Every three seconds, someone in the world develops dementia. Today, over 55 million people are living with Alzheimer's disease, and this number may triple by 2050. We recognized that behind each statistic lies a person slowly losing cherished memories and families losing their most meaningful connections. This drove us to explore how artificial intelligence could intervene early enough to preserve those memories. The AI for Alzheimer's Hackathon provided the perfect opportunity to pursue a system capable of detecting Alzheimer's in its earliest stages, where treatment can still meaningfully slow progression.

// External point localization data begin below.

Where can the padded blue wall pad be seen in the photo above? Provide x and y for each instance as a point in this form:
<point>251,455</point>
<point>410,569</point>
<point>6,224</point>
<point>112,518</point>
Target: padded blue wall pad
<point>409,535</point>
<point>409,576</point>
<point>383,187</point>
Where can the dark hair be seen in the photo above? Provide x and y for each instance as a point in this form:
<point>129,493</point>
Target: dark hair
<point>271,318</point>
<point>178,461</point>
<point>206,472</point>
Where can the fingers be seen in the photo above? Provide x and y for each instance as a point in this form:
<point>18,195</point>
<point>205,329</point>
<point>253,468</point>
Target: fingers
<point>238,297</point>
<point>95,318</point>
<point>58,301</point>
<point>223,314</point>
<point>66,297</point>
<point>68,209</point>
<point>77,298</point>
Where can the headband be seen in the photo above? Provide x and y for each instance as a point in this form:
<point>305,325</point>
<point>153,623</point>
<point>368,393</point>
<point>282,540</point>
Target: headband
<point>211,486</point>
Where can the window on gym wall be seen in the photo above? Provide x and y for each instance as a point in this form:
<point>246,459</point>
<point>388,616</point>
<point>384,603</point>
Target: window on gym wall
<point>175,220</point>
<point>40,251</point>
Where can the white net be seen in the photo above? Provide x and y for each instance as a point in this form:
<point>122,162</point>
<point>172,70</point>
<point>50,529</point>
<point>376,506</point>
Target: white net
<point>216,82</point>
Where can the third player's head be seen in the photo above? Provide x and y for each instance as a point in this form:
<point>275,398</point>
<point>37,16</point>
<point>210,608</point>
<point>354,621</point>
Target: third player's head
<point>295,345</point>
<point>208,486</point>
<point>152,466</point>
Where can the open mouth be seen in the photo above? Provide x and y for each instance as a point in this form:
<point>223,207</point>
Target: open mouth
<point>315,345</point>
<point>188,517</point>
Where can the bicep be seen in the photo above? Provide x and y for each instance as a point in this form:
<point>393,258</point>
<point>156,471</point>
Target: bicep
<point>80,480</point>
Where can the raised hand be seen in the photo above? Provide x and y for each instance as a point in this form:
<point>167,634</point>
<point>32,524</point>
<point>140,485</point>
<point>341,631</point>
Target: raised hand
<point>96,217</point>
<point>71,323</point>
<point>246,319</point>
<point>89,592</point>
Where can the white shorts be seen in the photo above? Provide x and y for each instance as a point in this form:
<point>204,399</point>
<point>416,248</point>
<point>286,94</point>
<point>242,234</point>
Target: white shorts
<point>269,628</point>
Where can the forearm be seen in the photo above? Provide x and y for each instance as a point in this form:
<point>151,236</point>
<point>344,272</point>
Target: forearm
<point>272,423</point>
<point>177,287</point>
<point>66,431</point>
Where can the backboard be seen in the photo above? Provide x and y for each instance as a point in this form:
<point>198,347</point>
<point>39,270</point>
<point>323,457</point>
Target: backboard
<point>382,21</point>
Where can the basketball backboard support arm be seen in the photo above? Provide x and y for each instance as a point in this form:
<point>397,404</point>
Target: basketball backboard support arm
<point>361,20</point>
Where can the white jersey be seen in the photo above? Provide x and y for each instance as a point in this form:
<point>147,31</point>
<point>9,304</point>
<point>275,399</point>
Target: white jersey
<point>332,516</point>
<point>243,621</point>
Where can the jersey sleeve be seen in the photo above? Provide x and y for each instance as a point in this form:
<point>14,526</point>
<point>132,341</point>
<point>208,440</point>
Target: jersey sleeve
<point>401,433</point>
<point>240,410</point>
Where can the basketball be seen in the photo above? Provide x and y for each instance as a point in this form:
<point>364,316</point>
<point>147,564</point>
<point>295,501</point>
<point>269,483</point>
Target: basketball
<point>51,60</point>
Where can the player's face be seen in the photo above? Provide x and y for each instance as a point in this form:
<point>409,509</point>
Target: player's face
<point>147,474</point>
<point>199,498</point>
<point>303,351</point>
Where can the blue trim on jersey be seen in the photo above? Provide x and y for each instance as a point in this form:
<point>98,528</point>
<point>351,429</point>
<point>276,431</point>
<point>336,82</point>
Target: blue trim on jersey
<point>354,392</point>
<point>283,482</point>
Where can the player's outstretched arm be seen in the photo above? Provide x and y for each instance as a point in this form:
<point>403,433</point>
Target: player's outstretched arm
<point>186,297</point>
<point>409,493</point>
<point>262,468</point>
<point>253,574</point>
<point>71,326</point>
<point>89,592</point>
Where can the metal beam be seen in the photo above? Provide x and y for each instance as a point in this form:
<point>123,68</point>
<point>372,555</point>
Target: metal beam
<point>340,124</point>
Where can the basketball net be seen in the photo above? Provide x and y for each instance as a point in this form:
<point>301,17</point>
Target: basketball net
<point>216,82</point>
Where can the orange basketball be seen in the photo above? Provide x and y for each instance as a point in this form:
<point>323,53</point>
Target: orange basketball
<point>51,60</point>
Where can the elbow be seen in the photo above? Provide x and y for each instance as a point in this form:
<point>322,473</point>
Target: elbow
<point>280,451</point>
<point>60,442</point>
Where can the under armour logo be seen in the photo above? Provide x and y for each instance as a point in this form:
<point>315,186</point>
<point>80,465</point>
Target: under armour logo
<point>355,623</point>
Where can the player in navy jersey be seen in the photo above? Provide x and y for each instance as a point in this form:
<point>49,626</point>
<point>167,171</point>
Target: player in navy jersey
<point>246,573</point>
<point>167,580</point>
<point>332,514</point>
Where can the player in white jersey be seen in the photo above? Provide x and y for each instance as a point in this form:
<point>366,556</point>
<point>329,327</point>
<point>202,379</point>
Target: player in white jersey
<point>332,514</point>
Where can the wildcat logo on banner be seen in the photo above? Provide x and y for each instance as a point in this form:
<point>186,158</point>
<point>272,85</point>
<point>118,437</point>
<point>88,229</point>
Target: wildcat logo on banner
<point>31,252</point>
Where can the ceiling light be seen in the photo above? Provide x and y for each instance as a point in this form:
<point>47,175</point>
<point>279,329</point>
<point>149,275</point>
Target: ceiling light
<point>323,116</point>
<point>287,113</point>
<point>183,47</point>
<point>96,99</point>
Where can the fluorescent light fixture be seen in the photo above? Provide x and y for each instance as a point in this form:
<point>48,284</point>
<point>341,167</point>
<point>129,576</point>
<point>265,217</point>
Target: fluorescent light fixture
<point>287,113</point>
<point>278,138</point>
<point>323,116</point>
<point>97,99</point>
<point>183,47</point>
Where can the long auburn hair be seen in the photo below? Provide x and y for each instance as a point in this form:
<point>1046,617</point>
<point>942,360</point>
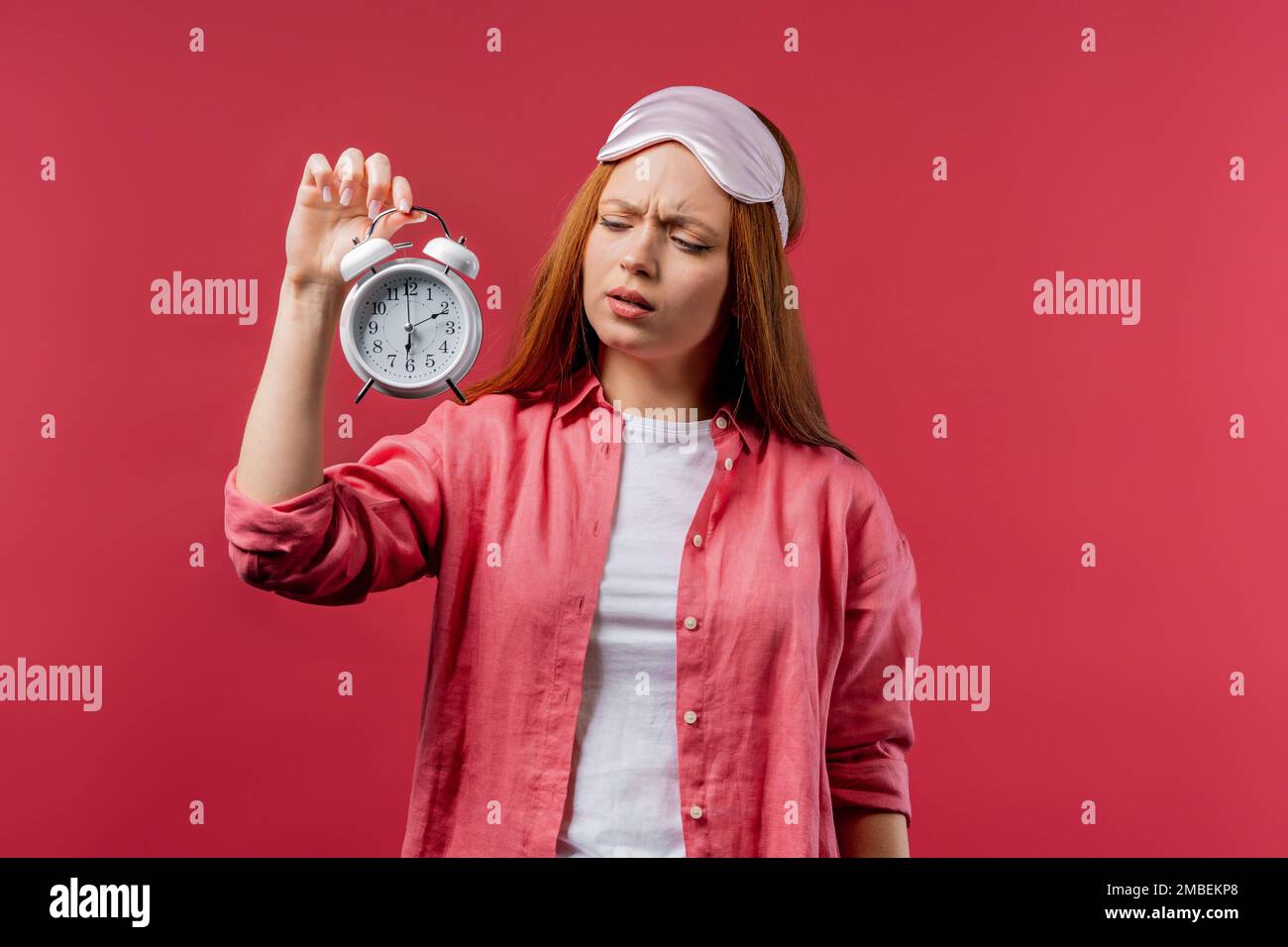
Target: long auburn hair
<point>764,354</point>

Our AI model analyzes MRI brain scans and classifies them into four stages of Alzheimer's disease: Non-Demented, Very Mild, Mild, and Moderate. It is designed to catch subtle changes in brain structure that are extremely difficult to detect manually. With 94\% test accuracy and a 93\% recall for the Very Mild stage, the model acts as a clinical decision-support tool that can help radiologists identify early-stage Alzheimer's cases faster and more reliably.

We utilized a dataset of 5,120 MRI scans representing different progression stages of Alzheimer’s disease. We implemented a deep learning architecture based on the ResNet18 model pretrained on ImageNet to extract fine-grained structural features from MRI images. Severe class imbalance was addressed by applying weighted cross-entropy loss, targeted augmentation, regularization techniques, and iterative hyperparameter tuning. Through continuous experimentation, the model improved from an initial accuracy of 60\% to the final 94\% performance.

The dataset presented a major challenge with only 49 images in the Very Mild class, the most clinically critical stage for early detection. The model initially ignored this class entirely. This issue required careful techniques such as class weighting and aggressive augmentation to ensure proper learning. Additionally, overfitting due to limited data required the use of regularization strategies to maintain generalization.

We successfully developed a model capable of detecting early-stage Alzheimer's with strong recall, meaning it identifies most patients who need early intervention. Our approach not only reached 94\% overall accuracy but also demonstrated clinically meaningful behavior by focusing on subtle abnormalities. We are proud that our system has the potential to support doctors and ultimately improve patient outcomes.

We learned that real-world medical data often brings challenges such as imbalance and subtle class differences, requiring thoughtful solutions beyond standard deep learning practices. We also gained valuable experience in model optimization, medical imaging considerations, validation strategies, and the importance of interpretability in healthcare AI. Most importantly, we learned how each incremental improvement contributes to meaningful progress.

Our next steps include expanding to 3D volumetric MRI data, integrating additional modalities such as patient demographics and cognitive scores, and implementing explainable AI methods to highlight relevant brain regions. We aim to collaborate with clinical partners to evaluate real-world performance and continue advancing toward a deployable screening tool that can significantly improve early Alzheimer’s diagnosis and care.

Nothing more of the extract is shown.